Antiretroviral treatment is saving hundreds of thousands of lives in South Africa and across the continent, but all medicines for serious diseases carry risks. These need to be managed. The benefits of antiretrovirals far outweigh their risks.
Here is a poster by the Reproductive Health and HIV Research Unit on antiretroviral side-effects.
The TAC endorses the following letter:
The Sowetan newspaper has reported a case of a man growing breasts, due to the side-effects of antiretroviral treatment, accompanied by a disturbing photograph of the man. It is tragic that the side effects were allowed to become this severe.

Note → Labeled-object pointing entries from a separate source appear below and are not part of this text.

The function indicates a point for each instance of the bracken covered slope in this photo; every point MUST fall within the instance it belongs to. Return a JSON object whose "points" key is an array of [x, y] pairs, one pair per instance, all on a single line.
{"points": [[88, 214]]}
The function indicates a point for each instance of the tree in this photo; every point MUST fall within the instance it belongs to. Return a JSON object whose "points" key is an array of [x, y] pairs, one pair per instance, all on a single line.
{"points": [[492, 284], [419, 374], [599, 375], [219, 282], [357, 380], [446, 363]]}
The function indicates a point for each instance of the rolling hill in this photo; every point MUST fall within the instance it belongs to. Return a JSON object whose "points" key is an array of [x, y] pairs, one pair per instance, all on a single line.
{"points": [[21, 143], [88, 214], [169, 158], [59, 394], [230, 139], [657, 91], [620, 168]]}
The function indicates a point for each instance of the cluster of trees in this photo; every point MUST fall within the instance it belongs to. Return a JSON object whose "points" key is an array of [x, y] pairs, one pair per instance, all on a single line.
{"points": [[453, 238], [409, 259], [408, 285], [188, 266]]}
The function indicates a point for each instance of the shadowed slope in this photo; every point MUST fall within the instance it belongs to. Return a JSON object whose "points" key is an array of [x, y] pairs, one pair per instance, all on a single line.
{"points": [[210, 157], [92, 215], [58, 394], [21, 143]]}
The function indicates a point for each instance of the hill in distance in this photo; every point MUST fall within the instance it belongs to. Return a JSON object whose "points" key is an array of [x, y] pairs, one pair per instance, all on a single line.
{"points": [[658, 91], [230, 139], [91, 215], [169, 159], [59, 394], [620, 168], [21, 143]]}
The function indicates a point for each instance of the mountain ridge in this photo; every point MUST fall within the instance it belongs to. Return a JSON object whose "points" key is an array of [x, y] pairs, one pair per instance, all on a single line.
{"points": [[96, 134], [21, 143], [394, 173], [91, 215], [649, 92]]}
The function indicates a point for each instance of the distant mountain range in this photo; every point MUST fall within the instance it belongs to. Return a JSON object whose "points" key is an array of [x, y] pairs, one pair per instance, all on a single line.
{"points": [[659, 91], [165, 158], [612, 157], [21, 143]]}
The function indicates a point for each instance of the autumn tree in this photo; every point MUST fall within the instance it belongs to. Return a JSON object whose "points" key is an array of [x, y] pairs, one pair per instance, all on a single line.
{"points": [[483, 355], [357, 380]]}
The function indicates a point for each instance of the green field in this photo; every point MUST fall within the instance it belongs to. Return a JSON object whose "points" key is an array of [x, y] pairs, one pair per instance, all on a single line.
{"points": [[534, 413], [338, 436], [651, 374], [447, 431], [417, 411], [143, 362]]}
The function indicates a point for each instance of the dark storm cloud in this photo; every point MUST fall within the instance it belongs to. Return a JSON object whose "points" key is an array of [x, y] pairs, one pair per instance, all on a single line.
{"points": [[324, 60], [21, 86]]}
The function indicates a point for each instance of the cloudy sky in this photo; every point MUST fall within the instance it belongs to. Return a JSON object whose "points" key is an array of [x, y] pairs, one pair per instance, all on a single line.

This is an occasional side-effect of antiretroviral treatment. The man in the photograph is the worst case I have seen after many years of using these drugs in my patients. This side effect usually occurs after several months and very slowly, and patients have lots of time to bring this to the attention of their doctor. It is caused by the redistribution of fat in the body, and can occur in women as well. He needs to quickly switch his antiretroviral drugs to a different combination which does not cause breast enlargement. The enlargement should slowly recede, but he must keep his doctor alerted, and he may need additional treatments if it does not resolve.
Antiretrovirals, like any drugs, have side-effects, sometimes severe. But for the vast majority of patients, they are life-saving. They have changed HIV infection from a death sentence to a manageable chronic disease. This is not to understate the seriousness of what has happened to this man, but to emphasise that although antiretrovirals carry risks, their benefits far outweigh these risks.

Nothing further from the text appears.